(director: William Lustig; screenwriter: Phil Alden Robinson; cinematographer: James Lemmo; editor: David Kern; music: Jay Chattaway; cast: Judd Nelson (Buck), Robert Loggia (Bill Malloy), Leo Rossi (Sam Dietz), Meg Foster (Carol Dietz), Patrick O’Bryan (Todd Arthur), Ken Lerner (Arthur), Mindy Seeger (Francine), Angel Tompkins (Carmen), Beau Starr (Ike Taylor), Harrirt Hall (Angela Taylor); Runtime: 92; MPAA Rating: R; producer: Howard Smith; New Line Cinema; 1989)
“Violent but undemanding suspense yarn.”
Reviewed by Dennis Schwartz
William Lustig(“Uncle Sam”/”Far Out Man”/”Maniac Cop 2“) directs this violent but undemanding suspense yarn, noted for its outstanding chase scenes and the best performance in Judd Nelson’s career, It’s weakly written by Phil Alden Robinson, the director of Field of Dreams (1989). The so-so pic for some unfathomable reason spawned three sequels.
The LAPD turns down Judd Nelson’s application for a policeman’s job.
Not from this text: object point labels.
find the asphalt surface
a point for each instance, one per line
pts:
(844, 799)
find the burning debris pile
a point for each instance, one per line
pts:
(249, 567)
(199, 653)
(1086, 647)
The deranged Judd subsequently becomes a bloody serial killer, who picks his targets from the phone book and forces them to assist in their own execution. At the crime scene he taunts the cops by leaving a message addressed to their ineptness on a a ripped-out page from the phone book. The psycho uses his knowledge of how the LA cops operate to outsmart them. Flashbacks retrace his troubled childhood, dealing with an abusive LA cop father (Beau Starr), who made child-rearing into a boot camp police experience.
It features the efforts of the dedicated cops, the gung-ho rookie transfer from NYC Leo Rossi and his more mellow veteran partner Robert Loggia, to bring in the madman, known as the ‘Sunset Killer,’ despite their different attitudes toward their work. Meg Foster is Rossi’s supportive wife.
No surprises in this unimaginative but technically capable cops and robbers drama.